When it comes to licensed video games there are always going to be detractors – just take a look at the Star Wars games, with many fans practically begging Disney to strip EA of the licence, or at least allow other developers to have access to it.
AFL Evolution 2 is an improvement but still has its issues
A lot of AFL fans have signalled that they would love to see the AFL give the licence to another developer and naturally Big Ant is the first that comes to mind. Big Ant has come a long way over the past few years and they have released some fine sporting experiences, such as Ashes Cricket. But even they have released some games half-baked, with AO Tennis needing a large number of patches before it was up to the standard it should have launched at, something the studio did admit.
But if not Wicked Witch or Big Ant then who?

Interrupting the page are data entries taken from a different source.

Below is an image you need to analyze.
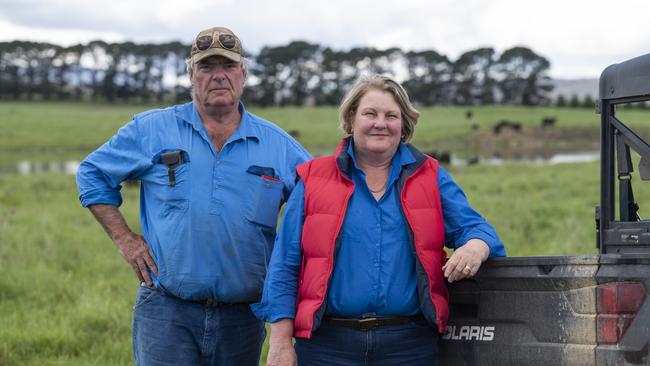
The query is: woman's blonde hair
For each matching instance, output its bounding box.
[339,74,420,142]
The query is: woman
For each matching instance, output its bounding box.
[253,75,505,365]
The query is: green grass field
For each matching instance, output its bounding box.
[0,103,650,365]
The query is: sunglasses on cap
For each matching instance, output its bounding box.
[196,32,237,51]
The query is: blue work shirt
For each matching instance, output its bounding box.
[77,102,310,302]
[252,143,505,323]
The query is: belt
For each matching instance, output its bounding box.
[150,287,251,308]
[185,299,251,308]
[325,315,428,330]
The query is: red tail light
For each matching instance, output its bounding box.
[596,282,646,344]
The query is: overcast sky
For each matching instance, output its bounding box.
[0,0,650,78]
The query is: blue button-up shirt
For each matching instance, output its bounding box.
[77,102,310,302]
[252,143,505,322]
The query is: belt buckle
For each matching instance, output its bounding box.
[358,318,378,330]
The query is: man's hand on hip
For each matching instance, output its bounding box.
[88,204,158,287]
[115,231,158,287]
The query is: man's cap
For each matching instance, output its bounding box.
[190,27,243,63]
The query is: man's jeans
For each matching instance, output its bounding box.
[295,320,438,366]
[133,287,266,366]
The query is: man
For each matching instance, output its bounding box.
[77,27,310,365]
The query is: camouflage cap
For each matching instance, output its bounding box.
[190,27,243,63]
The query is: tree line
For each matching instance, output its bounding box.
[0,41,552,106]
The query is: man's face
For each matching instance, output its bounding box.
[190,56,246,108]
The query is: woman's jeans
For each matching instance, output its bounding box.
[133,287,266,366]
[295,320,438,366]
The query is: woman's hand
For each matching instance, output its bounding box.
[266,339,297,366]
[442,239,490,282]
[266,319,298,366]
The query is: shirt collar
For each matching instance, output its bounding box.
[176,101,260,141]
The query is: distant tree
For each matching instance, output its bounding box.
[403,50,452,105]
[452,48,496,105]
[495,47,553,105]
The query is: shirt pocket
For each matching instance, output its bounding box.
[246,173,284,228]
[146,162,190,213]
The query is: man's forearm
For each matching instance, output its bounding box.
[88,204,131,242]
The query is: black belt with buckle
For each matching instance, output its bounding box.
[325,315,427,330]
[186,299,251,308]
[151,287,251,308]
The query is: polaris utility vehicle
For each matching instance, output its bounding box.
[439,54,650,366]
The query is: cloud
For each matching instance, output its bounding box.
[0,0,650,77]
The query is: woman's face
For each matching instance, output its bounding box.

Australia has very few development studios large enough to handle a game the scope of what an AFL game would require. Plus, and this is just a guess, you’d want any development team behind the game to have an understanding and interest in the sport.

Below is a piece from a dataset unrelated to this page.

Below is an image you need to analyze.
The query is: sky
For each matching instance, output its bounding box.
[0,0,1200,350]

I, much like every other AFL fan, want the best video game adaptation possible, and whether that’s with Wicked Witch, Big Ant or another studio in the coaches box isn’t for me to decide. What I do know is that after a number of less than ideal launches, AFL games are starting to get a stigma that may be hard to shake if they continue along the same path. I don’t think anyone, at least anyone with a proper understanding of what’s financially viable and possible, expects AFL games to be at the same level as FIFA and co. But if they could bridge the gap somewhat it would go along way to restoring the faith among the general public as well as enhancing the game’s appeal on a global scale.